CHAMPAIGN — Whether it's a slide for a microscope or a book about animals, if an elementary or middle school student in the Champaign school district encounters it in science class, it originated in the school district's science center.
Located in the gym of the district's Columbia Center, the science center houses all science materials. There, science materials clerk Mica Witt and a part-time worker from Central High School, senior Kendrell Thompson, carefully inventory the hundreds of plastic tubs full of all the things teachers need for lessons, like books, examples and supplies.
The science center features materials and lessons put together by Kristin Camp, the school district's science curriculum coordinator. She's been working with Champaign teachers for the last three years to revamp the district's science curriculum.
"If you really, truly want to have a hands-on science curriculum, this is what you have to do," Camp said.
Champaign's science center is one of only three or four in the state, Camp said, and it's been around for 25 years.
Science centers can be expensive to start, she said, but once it's functioning, it's a more efficient way of ordering and keeping track of science materials.
"Teachers can teach without spending their own time and money to gather materials," Camp said.
It's a work in progress, though. For example, just this year, Camp put together a strict schedule of which unit goes to which elementary school.
"It doesn't work if you don't stick to the schedule," Camp said, and the strategy helps in case a book or other material isn't included when the unit is returned.
Each plastic tub is called a kit. Some units — a specific subject students study in science — require one kit, and some require two or three.
For example, the unit in seventh grade on human body systems takes eight weeks and covers the skeletal system, the muscular system, the digestive system and the like, and how they work together.
Kits contain everything a teacher needs to teach a unit of science lessons: books and items for demonstrations and for students to do hands-on learning. Witt and Thompson group the books inside plastic bags. Sometimes, a kit will contain a smaller plastic tub containing materials.
The items that go into kits are separated into two categories: consumables and non-consumables.

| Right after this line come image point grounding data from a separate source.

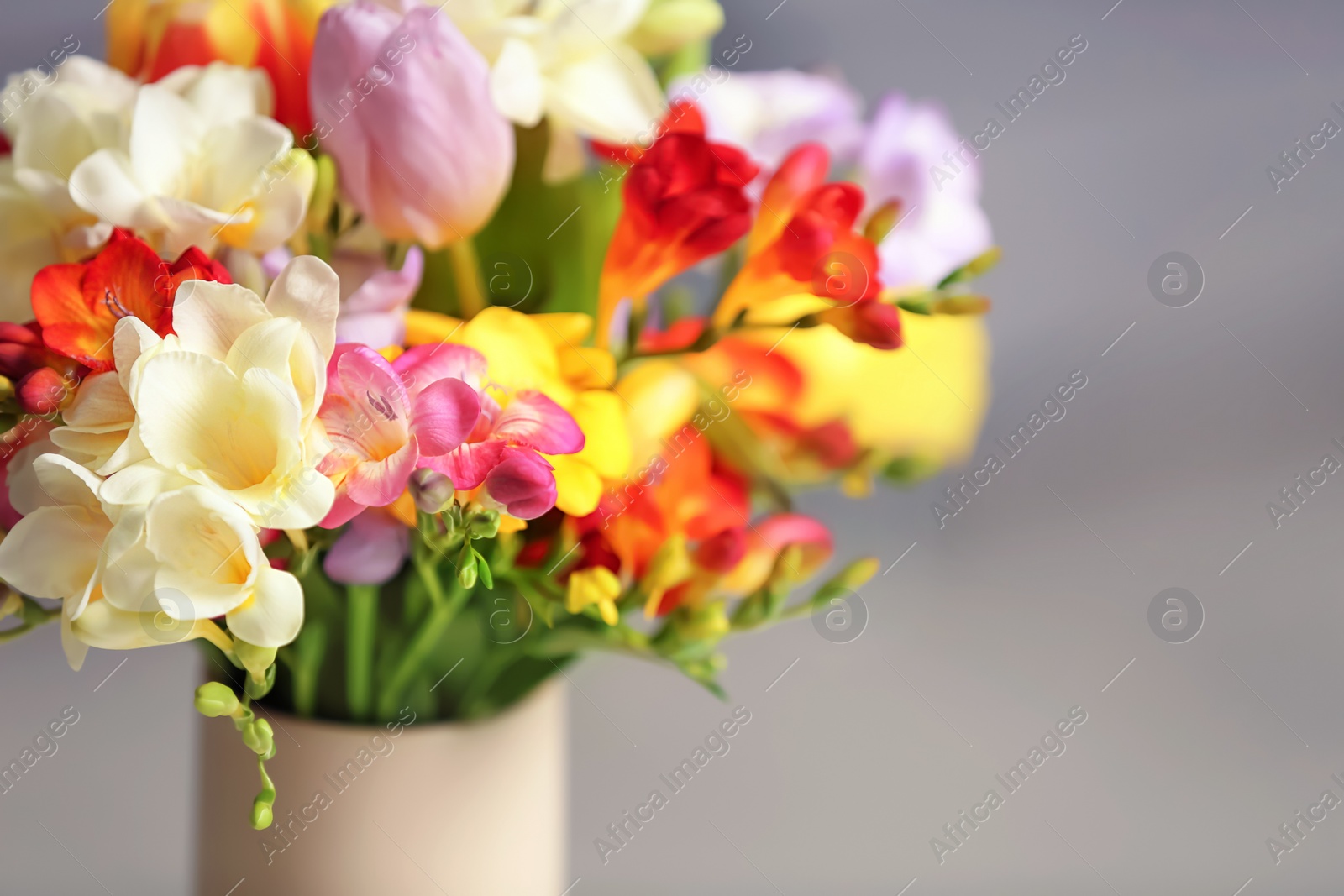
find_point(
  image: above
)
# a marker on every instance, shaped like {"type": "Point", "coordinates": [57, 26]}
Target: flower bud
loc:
{"type": "Point", "coordinates": [215, 699]}
{"type": "Point", "coordinates": [483, 524]}
{"type": "Point", "coordinates": [467, 571]}
{"type": "Point", "coordinates": [255, 660]}
{"type": "Point", "coordinates": [433, 492]}
{"type": "Point", "coordinates": [671, 24]}
{"type": "Point", "coordinates": [403, 105]}
{"type": "Point", "coordinates": [260, 738]}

Items to replenish the kits are located on shelves on the perimeter of the room. They include a grocery section, which stocks things like navy beans and dry milk, among many other items. Those are purchased at local grocery stores, as are many of the paper products in the next section. These items include plastic and paper cups, many different sizes of zippered plastic bags, aluminum foil and the like.
When the science center moved to the Columbia Center last June, Camp and Witt measured the gym carefully and the school district's maintenance workers custom-built the shelves around the perimeter.
When the gym is especially full either between semesters or at the end of the year, there are strict rules about spacing. Rows must be 3 feet apart (the length of four floor tiles on the gym floor) so a dolly can get through. Kits can only be stacked three high.
Jackie Baxter is a seventh-grade science teacher at Jefferson Middle School, and previously worked in a school district that didn't have a science center.
"What I love most about the science center is that the kits come to you fully stocked with everything you need," she said. "Not all classrooms in Unit 4 are science rooms and therefore have little room for storage, so this lends itself well to a small classroom."
Time is often the biggest challenge to the science center's careful system. But Camp said she's motivated by the Champaign students she sees learning science with all their senses.
"Every time I visit a classroom ... and I see those faces, it's worth it," Camp said.